SAC <- sacsarlm(fm, data=data1, listw=cont.listw)
summary(SAC)
##
## Call:sacsarlm(formula = fm, data = data1, listw = cont.listw)
##
## Residuals:
## Min 1Q Median 3Q Max
## -12.92930 -4.36219 0.48047 3.56741 14.75252
##
## Type: sac
## Coefficients: (asymptotic standard errors)
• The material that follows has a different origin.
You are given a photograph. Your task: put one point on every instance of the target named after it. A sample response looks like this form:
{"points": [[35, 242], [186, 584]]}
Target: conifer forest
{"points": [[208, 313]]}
## Estimate Std. Error z value Pr(>|z|)
## (Intercept) 124.100751 31.881864 3.8925 9.921e-05
## antenatal_care 0.012265 0.117044 0.1048 0.91654
## fully_vaccinated -0.404578 0.203340 -1.9897 0.04663
## violence -0.169598 0.155588 -1.0900 0.27569
## smoker -0.184347 0.090260 -2.0424 0.04111
## teenage_preg -0.305141 0.329804 -0.9252 0.35485
## water 0.030243 0.255520 0.1184 0.90578
## toilet_facility -0.273600 0.220361 -1.2416 0.21438
## schooling_f -1.164280 0.289722 -4.0186 5.854e-05
##
## Rho: 0.15411
## Asymptotic standard error: 0.22978
## z-value: 0.67068, p-value: 0.50243
## Lambda: 0.63364
## Asymptotic standard error: 0.19174
## z-value: 3.3047, p-value: 0.00095065
##
## LR test value: 9.1395, p-value: 0.01036
##
## Log likelihood: -111.1173 for sac model
## ML residual variance (sigma squared): 35.481, (sigma: 5.9566)
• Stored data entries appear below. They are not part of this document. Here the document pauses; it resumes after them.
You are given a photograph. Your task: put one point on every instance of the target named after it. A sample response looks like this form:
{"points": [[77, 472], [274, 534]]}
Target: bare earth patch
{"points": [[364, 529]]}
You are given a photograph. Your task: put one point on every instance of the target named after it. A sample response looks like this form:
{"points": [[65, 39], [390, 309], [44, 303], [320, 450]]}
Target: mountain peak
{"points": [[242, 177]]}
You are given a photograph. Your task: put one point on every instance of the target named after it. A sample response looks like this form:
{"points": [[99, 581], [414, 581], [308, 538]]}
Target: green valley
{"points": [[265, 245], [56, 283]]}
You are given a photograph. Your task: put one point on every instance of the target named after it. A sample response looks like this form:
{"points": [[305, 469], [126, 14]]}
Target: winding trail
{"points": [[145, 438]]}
## Number of observations: 34
## Number of parameters estimated: 12
## AIC: 246.23, (AIC for lm: 251.37)
Clearly, the results have improved as out of the 8 variables now, 3 are found to be statistically significant at the 5% level. Also, the AIC value, even though slightly, has increased to 246.23, however still remains lower than that of OLS model.
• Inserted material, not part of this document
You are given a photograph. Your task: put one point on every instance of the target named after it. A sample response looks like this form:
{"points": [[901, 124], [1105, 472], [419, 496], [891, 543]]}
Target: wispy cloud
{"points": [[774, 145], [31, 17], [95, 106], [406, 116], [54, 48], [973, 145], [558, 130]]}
SDEM <- errorsarlm(fm, data=data1, listw=cont.listw, etype="emixed") # with spatial lags of X
summary(SDEM)
##
## Call:
## errorsarlm(formula = fm, data = data1, listw = cont.listw, etype = "emixed")
##
## Residuals:
## Min 1Q Median 3Q Max
## -7.61232 -3.71294 0.04674 2.70920 11.49521
##
## Type: error
## Coefficients: (asymptotic standard errors)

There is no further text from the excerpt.